This link was included with the announcement you received on Sunday.
I will use the survey results to design the class.
Course Overview
What do we mean by “data science?”
We will learn and practice a series of methods for organizing, collecting, visualizing, manipulating, and exploring different kinds of data.
We focus on the creation of data and application of methods, not theoretical or foundational questions.
This is not a mathematics course, nor will it resemble a traditional introductory statistics class. We will spend the entire semester writing code to apply data science concepts.
Why do data science? One perspective:
There is too much information in the world.
e.g., every minute, approximately 500 hours of video are uploaded to YouTube.
People value useful information and new knowledge.
Almost none of those 500 hours are worth your finite time.
Data science transforms data into useful information.
How do people do data science?
R and Python are the two most popular programming languages for data science.

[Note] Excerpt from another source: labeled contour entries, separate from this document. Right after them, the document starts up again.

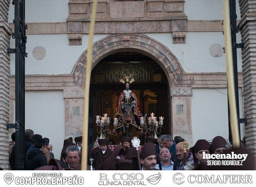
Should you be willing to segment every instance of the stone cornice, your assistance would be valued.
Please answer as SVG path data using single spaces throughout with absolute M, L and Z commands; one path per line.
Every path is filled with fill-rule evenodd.
M 239 20 L 238 20 L 239 22 Z M 139 33 L 150 33 L 152 32 L 172 32 L 171 23 L 166 20 L 157 21 L 131 21 L 129 22 L 130 25 L 138 25 L 141 24 L 146 24 L 147 22 L 151 24 L 151 28 L 154 29 L 149 29 L 150 28 L 146 28 L 146 30 L 132 30 L 131 32 Z M 222 20 L 189 20 L 186 21 L 187 26 L 186 32 L 222 32 L 223 31 Z M 95 23 L 95 34 L 113 34 L 116 33 L 117 31 L 111 28 L 110 26 L 115 26 L 116 28 L 117 23 L 124 24 L 126 21 L 99 21 Z M 13 24 L 8 24 L 11 29 L 14 28 Z M 26 31 L 27 34 L 67 34 L 67 22 L 56 23 L 27 23 L 28 30 Z M 84 22 L 82 24 L 83 32 L 88 34 L 89 32 L 89 23 Z M 108 26 L 107 27 L 107 26 Z M 11 33 L 11 30 L 9 30 Z
M 3 28 L 8 35 L 12 35 L 12 29 L 9 24 L 1 19 L 0 19 L 0 27 Z
M 243 85 L 243 76 L 238 74 L 239 87 Z M 227 87 L 225 73 L 209 73 L 187 74 L 184 73 L 179 85 L 174 87 L 192 88 L 223 88 Z M 81 89 L 81 85 L 74 80 L 72 75 L 27 75 L 25 78 L 26 90 L 72 90 Z M 15 89 L 15 78 L 10 79 L 11 90 Z

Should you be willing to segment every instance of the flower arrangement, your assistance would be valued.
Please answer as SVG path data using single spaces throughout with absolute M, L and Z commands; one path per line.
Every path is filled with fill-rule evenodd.
M 101 133 L 101 136 L 100 137 L 100 138 L 99 138 L 99 136 L 97 136 L 97 138 L 96 138 L 96 140 L 95 140 L 95 141 L 93 142 L 93 149 L 96 147 L 99 146 L 99 142 L 98 141 L 98 140 L 99 139 L 104 139 L 105 138 L 105 137 L 104 136 L 104 135 L 102 134 L 102 132 Z
M 133 144 L 132 144 L 132 146 L 133 147 L 134 146 Z M 141 150 L 141 149 L 142 149 L 142 147 L 141 146 L 141 145 L 139 145 L 139 147 L 138 147 L 138 151 L 140 151 L 140 150 Z
M 108 149 L 113 151 L 114 151 L 114 149 L 115 149 L 115 148 L 117 146 L 122 146 L 122 143 L 119 142 L 119 143 L 117 144 L 115 144 L 114 145 L 109 145 Z

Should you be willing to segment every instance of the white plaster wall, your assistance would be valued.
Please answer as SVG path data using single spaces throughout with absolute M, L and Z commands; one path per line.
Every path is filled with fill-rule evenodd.
M 26 0 L 26 22 L 65 22 L 68 15 L 69 0 Z M 240 12 L 236 0 L 238 19 Z M 14 6 L 11 4 L 9 22 L 14 19 Z M 185 0 L 185 12 L 189 20 L 223 19 L 223 0 Z
M 81 45 L 69 45 L 67 34 L 31 34 L 28 35 L 26 46 L 28 58 L 26 59 L 26 75 L 69 74 L 82 53 L 88 48 L 88 34 L 84 34 Z M 104 38 L 106 34 L 95 34 L 93 42 Z M 11 40 L 14 47 L 14 40 Z M 41 60 L 34 58 L 32 51 L 38 46 L 46 51 L 45 57 Z M 15 74 L 15 56 L 11 54 L 11 74 Z
M 192 97 L 193 142 L 198 140 L 212 140 L 217 136 L 228 138 L 227 89 L 193 88 Z M 239 89 L 239 109 L 243 117 L 242 98 Z M 243 124 L 240 125 L 241 138 L 244 136 Z
M 211 46 L 215 44 L 224 46 L 222 32 L 187 32 L 185 44 L 173 44 L 170 33 L 147 33 L 167 47 L 177 58 L 185 72 L 214 73 L 226 72 L 226 57 L 224 54 L 219 58 L 213 57 L 210 53 Z M 107 34 L 95 34 L 93 42 Z M 237 42 L 241 41 L 241 35 L 237 35 Z M 82 36 L 81 45 L 69 45 L 67 34 L 32 34 L 28 35 L 25 72 L 26 75 L 61 75 L 70 74 L 76 62 L 88 47 L 88 34 Z M 14 47 L 14 40 L 11 39 L 11 47 Z M 42 60 L 34 58 L 32 51 L 40 46 L 46 51 L 45 57 Z M 240 49 L 237 50 L 239 72 L 242 71 L 242 57 Z M 15 55 L 10 54 L 11 74 L 15 74 Z
M 65 138 L 63 91 L 26 91 L 25 96 L 26 129 L 48 138 L 59 159 Z
M 240 18 L 238 0 L 236 0 L 237 19 Z M 223 19 L 223 0 L 185 0 L 185 12 L 189 20 Z
M 14 5 L 10 5 L 8 22 L 14 19 Z M 26 0 L 26 23 L 66 22 L 69 15 L 69 0 Z
M 146 35 L 168 47 L 176 57 L 185 72 L 213 73 L 226 72 L 226 56 L 214 57 L 210 53 L 213 45 L 224 47 L 222 32 L 187 32 L 185 44 L 172 44 L 172 36 L 169 33 L 147 33 Z M 241 42 L 238 33 L 237 42 Z M 238 69 L 242 71 L 241 50 L 237 50 Z

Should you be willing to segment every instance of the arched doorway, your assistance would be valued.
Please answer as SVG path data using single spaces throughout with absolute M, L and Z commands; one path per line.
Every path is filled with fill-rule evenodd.
M 125 88 L 119 80 L 125 79 L 127 75 L 135 79 L 131 89 L 136 94 L 141 113 L 144 115 L 147 113 L 149 117 L 150 113 L 153 112 L 155 116 L 165 117 L 159 135 L 169 134 L 170 102 L 168 96 L 168 81 L 164 72 L 157 63 L 147 56 L 135 52 L 122 52 L 105 58 L 92 70 L 89 113 L 90 118 L 94 120 L 93 123 L 89 124 L 89 128 L 93 129 L 93 136 L 89 137 L 91 141 L 95 140 L 99 135 L 94 125 L 95 115 L 102 116 L 107 113 L 112 118 L 110 124 L 112 124 L 118 96 Z M 133 128 L 132 137 L 139 136 Z M 148 133 L 147 136 L 150 136 Z M 118 142 L 121 136 L 119 133 L 117 136 L 110 135 L 109 138 Z M 143 141 L 144 136 L 142 137 Z
M 171 100 L 171 106 L 169 108 L 171 108 L 171 120 L 169 122 L 169 129 L 171 128 L 171 130 L 170 130 L 169 133 L 174 136 L 178 135 L 184 137 L 189 142 L 192 143 L 192 89 L 182 87 L 184 71 L 178 60 L 166 46 L 157 41 L 142 34 L 124 34 L 111 35 L 93 44 L 92 68 L 93 69 L 98 63 L 107 57 L 117 53 L 126 52 L 136 53 L 149 57 L 162 68 L 168 80 L 169 88 L 167 90 L 170 93 L 169 94 L 168 94 L 168 96 L 170 97 Z M 77 90 L 73 92 L 82 93 L 86 79 L 87 58 L 87 50 L 86 50 L 80 56 L 72 71 L 71 74 L 73 79 L 73 85 Z M 121 86 L 121 84 L 119 85 Z M 121 88 L 120 89 L 121 90 Z M 68 93 L 69 91 L 67 91 L 66 93 Z M 78 95 L 82 98 L 82 95 Z M 69 101 L 67 100 L 68 106 L 75 103 L 75 101 L 70 101 L 69 103 Z M 81 107 L 82 107 L 81 101 L 79 101 Z M 99 111 L 97 113 L 99 114 L 100 112 L 101 112 Z M 71 116 L 73 115 L 71 113 L 70 111 L 67 111 L 67 118 L 69 114 Z M 90 115 L 93 117 L 93 114 Z M 76 124 L 81 123 L 82 122 L 81 116 L 79 115 L 79 122 L 76 122 L 78 121 L 76 119 L 75 121 L 71 122 L 72 124 L 74 124 L 73 126 L 79 130 L 76 130 L 77 132 L 66 131 L 67 137 L 69 135 L 72 135 L 78 133 L 80 134 L 81 127 Z M 94 118 L 95 116 L 90 119 L 90 123 L 93 124 Z M 65 123 L 66 127 L 69 125 L 70 121 L 67 120 Z M 92 128 L 89 129 L 90 136 L 93 136 L 92 135 L 93 134 L 93 129 Z

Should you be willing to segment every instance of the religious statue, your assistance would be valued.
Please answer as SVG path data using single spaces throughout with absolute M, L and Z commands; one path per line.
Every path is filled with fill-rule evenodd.
M 125 89 L 121 92 L 117 100 L 115 113 L 119 119 L 117 129 L 122 127 L 123 136 L 126 136 L 126 130 L 128 130 L 129 136 L 131 136 L 132 128 L 134 126 L 137 130 L 141 129 L 140 123 L 138 116 L 140 115 L 139 107 L 136 95 L 130 90 L 131 84 L 135 79 L 129 80 L 129 76 L 126 76 L 125 81 L 120 79 L 120 82 L 125 85 Z

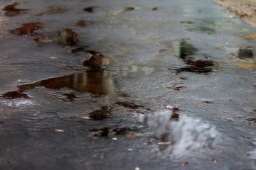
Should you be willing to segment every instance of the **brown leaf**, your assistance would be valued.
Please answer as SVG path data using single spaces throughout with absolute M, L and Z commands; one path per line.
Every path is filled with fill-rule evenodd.
M 245 39 L 256 39 L 256 34 L 250 34 L 242 37 Z
M 216 164 L 216 163 L 217 163 L 217 159 L 216 159 L 215 158 L 213 158 L 213 162 L 214 164 Z
M 10 30 L 13 34 L 32 35 L 35 30 L 43 28 L 41 23 L 24 23 L 22 27 Z
M 188 162 L 183 162 L 181 163 L 181 166 L 187 166 L 188 164 L 189 164 Z
M 137 137 L 142 136 L 143 135 L 142 133 L 133 133 L 133 132 L 127 132 L 125 134 L 125 136 L 130 139 L 134 139 Z
M 253 69 L 256 68 L 256 63 L 255 62 L 236 62 L 234 65 L 245 69 Z

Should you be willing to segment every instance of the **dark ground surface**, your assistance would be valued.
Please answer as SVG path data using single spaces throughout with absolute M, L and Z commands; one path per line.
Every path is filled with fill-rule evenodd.
M 256 169 L 255 28 L 210 0 L 9 3 L 1 169 Z

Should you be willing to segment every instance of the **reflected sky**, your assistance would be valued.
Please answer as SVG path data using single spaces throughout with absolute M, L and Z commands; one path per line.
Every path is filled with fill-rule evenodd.
M 159 140 L 159 150 L 176 157 L 210 147 L 217 137 L 215 127 L 186 115 L 173 119 L 170 110 L 156 111 L 145 117 L 144 121 L 154 130 Z

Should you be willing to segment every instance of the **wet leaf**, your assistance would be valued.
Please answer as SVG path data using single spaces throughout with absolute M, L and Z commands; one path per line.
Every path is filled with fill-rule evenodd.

We will be using R in this class.
However, the main learning goal of this class is not R.
The main learning goal is to understand:
what good data is
how to ask good questions of data
how we can use good data to answer good questions
What does the data science process look like?
flowchart LR
A[Import] --> B[Tidy]
B --> C[Transform]
subgraph Understand
direction LR
C --> D[Visualize]
D --> E[Model]
E --> C
end
Understand --> F[Communicate]
subgraph Program
direction LR
A
B
Understand
F
end